What would a so-called “war on general-purpose computing” actually look like? Its proponents tend to use Apple as an example, and I admit there’s something creepy about the near-total control Apple maintains over every facet of its ecosystem–but that doesn’t mean the Apple model could ever scale to an entire nation.


Would the notional Evil Government try to assert its control at a hardware level, ie in the microprocessors themselves? Of course not: even Apple, which designs its own chips and manufactures its own hardware, doesn’t attempt that. Would it mandate that all computers come with government-approved signed bootloaders, which in turn ensure that only hermetically sealed government-approved operating systems are loaded?


That’s theoretically technically possible…but it suffers from the small problem of requiring complete control over all manufacturers of all computing devices worldwide. Failing that, any kind of iron-fisted government control over any tech company would promptly drive that company into the ground, as innovation dies and every change has to be approved by two sets of bureaucrats…while international competitors reap the windfall.
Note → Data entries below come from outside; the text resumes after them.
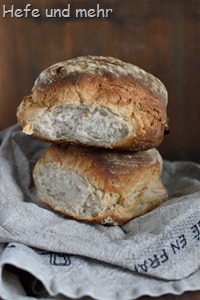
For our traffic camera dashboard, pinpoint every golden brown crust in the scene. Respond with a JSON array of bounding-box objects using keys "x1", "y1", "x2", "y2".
[
  {"x1": 34, "y1": 56, "x2": 167, "y2": 105},
  {"x1": 33, "y1": 145, "x2": 168, "y2": 225},
  {"x1": 37, "y1": 144, "x2": 161, "y2": 194},
  {"x1": 17, "y1": 56, "x2": 168, "y2": 151}
]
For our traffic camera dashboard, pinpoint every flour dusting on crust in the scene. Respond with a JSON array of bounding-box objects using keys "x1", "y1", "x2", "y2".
[{"x1": 34, "y1": 56, "x2": 167, "y2": 104}]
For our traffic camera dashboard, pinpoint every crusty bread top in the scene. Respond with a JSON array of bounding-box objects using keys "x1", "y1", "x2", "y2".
[
  {"x1": 33, "y1": 56, "x2": 167, "y2": 106},
  {"x1": 35, "y1": 144, "x2": 163, "y2": 195},
  {"x1": 17, "y1": 56, "x2": 169, "y2": 151}
]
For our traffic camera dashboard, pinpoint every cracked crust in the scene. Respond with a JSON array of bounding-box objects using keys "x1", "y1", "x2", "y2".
[
  {"x1": 34, "y1": 56, "x2": 167, "y2": 102},
  {"x1": 17, "y1": 56, "x2": 168, "y2": 150},
  {"x1": 33, "y1": 145, "x2": 168, "y2": 225}
]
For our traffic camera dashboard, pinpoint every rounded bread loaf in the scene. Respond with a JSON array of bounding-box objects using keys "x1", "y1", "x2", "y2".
[
  {"x1": 33, "y1": 145, "x2": 168, "y2": 225},
  {"x1": 17, "y1": 56, "x2": 168, "y2": 151}
]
Any attempt by some theoretical future fascist US government to impose this kind of iron-fisted control over the US tech industry would only kill the industry, not general-purpose computing. Technology moves too fast to be feasibly locked down by any one government. The attempt would only act as an ball and chain, quickly leaving the companies in question in their competitors’ dust.


As a thriller novelist myself, I appreciate the narrative appeal of a good dystopia, but barring some gargantuan global calamity, this one is never going to happen. You can’t get there from here. The NSA can go ahead “declare war on general purpose computing” if they want to; their loss is already foreordained…


…but it’s not even a battle they need to win. Most of our devices are already under remote control. Apple and Google control an overwhelming majority of the world’s smartphones. Companies like DJI and Airware will control most of the drones of the future. Car manufacturers increasingly control our cars. I would say “there are cameras and sensors everywhere” — except today’s world will seem like a vast wasteland of sensor deprivation compared to the world ten years from now.


The FBI and NSA and their international equivalents are upset that companies like Apple and WhatsApp have taken away their favorite toy, unrestricted wiretapping of any conversation. They may even require those companies to give it back where possible. But the genie of strong crypto is long out of the bottle, whether Apple giftwraps it for its users or not. We shouldn’t extrapolate from that to “a war on general purpose computing,” and waste our efforts fighting something that will never happen. Instead we should be worried about an oncoming future that is far more likely, and no less disturbing: the Panopticon of Things.